O Martim então se tornou o protagonista desse primeiro livro.
Tinha certa apreensão de entrar nesse mundo do Martim. Ali está minha experiência de Brasília e de São Paulo, mas não queria escrever nada autobiográfico. Queria fugir disso, como fiz nos outros romances, então deu muito trabalho fabular essa história. Isso só aconteceu quando encontrei uma forma de narrar fragmentária, com anotações, saltos temporais, cartas. De cara, percebi que não poderia narrar como nos meus outros romances. Não queria fazer um romance estritamente político, sobre o jogo do poder, dos militares, das forças à direita e à esquerda. Afastei isso logo de cara. Esse modo de narrar se impôs pela minha experiência de vida. O fio da narrativa é o próprio fio da vida, mas são fios sinuosos, com quebras, nós, interrupções. A ideia do fragmento faz referência a essa vida que parecia não ter continuidade, interrompida o tempo todo pela presença da polícia na escola, pela expulsão de colegas, pela prisão, pela ameaça, pelo amor descontínuo.
Apesar de não ser um livro autobiográfico, sua experiência de vida em São Paulo e Brasília ficam evidentes.
Tive essa experiência em Brasília, porque fui viver lá com dois amigos. Me afastei da família e de Manaus com 15 anos. Não foi um rompimento familiar, mas queria estudar Arquitetura, e Brasília nos fascinava naquela época, o projeto da cidade, a ideia. Fiz um exame de admissão e entrei em um colégio de aplicação que foi criado por Darcy Ribeiro e Anísio Teixeira. Era um colégio de ensino médio, mas ficava na entrada do campus da UNB. Era um laboratório incrível de artes e tudo mais. Testemunhei as invasões policiais ao campus. A solidão e a separação da família eram difíceis. Eu me refugiava muito no quarto onde morava, primeiro com esses dois amigos, depois sozinho. Foi uma vida um tanto amargurada ali, mas também uma época de maturidade na marra. Naquela cidade árida e violenta, a maturidade veio em um empuxo. Por isso pensei em um romance de formação. Há um percurso dos personagens, uma caminhada pela vida, em um ambiente desagregado e violentíssimo.
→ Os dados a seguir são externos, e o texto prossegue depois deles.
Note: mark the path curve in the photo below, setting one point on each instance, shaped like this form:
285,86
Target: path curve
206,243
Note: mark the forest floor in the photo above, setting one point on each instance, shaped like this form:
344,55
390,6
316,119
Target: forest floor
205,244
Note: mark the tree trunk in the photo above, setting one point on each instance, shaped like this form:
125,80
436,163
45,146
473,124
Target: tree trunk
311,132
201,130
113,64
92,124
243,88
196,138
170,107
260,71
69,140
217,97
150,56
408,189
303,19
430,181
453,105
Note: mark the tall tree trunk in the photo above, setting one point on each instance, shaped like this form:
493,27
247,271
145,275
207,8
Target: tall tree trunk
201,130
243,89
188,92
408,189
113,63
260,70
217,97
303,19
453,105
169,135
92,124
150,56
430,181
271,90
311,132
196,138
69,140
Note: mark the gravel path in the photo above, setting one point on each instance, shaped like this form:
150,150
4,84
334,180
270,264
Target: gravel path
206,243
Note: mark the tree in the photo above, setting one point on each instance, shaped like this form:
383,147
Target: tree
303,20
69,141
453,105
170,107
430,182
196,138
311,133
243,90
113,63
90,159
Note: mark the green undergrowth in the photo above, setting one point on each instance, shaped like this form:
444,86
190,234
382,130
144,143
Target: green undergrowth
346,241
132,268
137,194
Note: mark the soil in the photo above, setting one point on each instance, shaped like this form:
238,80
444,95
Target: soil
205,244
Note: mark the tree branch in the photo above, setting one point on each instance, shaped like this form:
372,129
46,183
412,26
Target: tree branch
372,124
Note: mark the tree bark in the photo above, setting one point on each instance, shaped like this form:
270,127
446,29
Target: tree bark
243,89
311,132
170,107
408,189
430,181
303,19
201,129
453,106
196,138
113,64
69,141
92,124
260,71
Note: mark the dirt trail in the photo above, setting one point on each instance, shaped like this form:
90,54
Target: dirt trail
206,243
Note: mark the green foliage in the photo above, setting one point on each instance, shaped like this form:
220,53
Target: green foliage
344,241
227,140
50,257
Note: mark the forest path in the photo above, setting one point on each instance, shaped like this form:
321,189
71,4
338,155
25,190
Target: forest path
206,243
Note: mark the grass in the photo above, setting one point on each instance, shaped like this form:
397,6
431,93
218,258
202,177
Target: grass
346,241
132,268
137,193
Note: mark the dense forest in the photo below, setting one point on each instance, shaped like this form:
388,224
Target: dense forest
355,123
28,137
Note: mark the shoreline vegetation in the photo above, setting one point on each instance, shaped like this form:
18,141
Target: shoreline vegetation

A Noite de Espera poderá ser encarado por muitos como uma narrativa de cunho político, apesar de ser um romance de formação. Se passa em Brasília, em pleno regime militar, e expõe os jogos de poder daquele momento. O atual cenário da democracia brasileira também pode colaborar para esse tipo de leitura?
Sim, os primeiros leitores da editora imediatamente perceberam essa projeção no presente. Mas o romance começou a ser escrito há seis anos, quando no Brasil ainda havia um otimismo, uma esperança enorme. Às vezes a ficção, que é uma reinvenção do passado, se rebate no presente. Foi totalmente involuntário. Não esperava que um dia haveria um impeachment, mesmo que o governo Dilma tenha sido desastroso em vários aspectos. Não sou um visionário. A ficção talvez tenha esse poder. Mas não podia imaginar que as coisas fossem se degradar dessa maneira.
O jogo político de hoje se parece com o da época retratada no romance e vivida pelo senhor?
O jogo insidioso da política tem traços comuns. Inclusive alguns políticos daquela época ainda estão aí, ou filhos dele. A linhagem autoritária e mais insidiosa está aí, dos políticos que vieram da antiga Arena e do MDB.
Fernando Collor de Mello faz uma ponta no seu romance (o personagem Manequim tem história familiar semelhante à do senador, embora o nome do alagoano não seja citado), não é verdade?
Você percebeu (risos)? É que ele foi meu colega no Centro Integrado Ensino. Ele era do terceiro colegial, e já desfilava no Itamaraty. Como diria Borges, ele já tinha encontrado seu destino. O romance tem algumas referência a políticos daquela época, mas poucas.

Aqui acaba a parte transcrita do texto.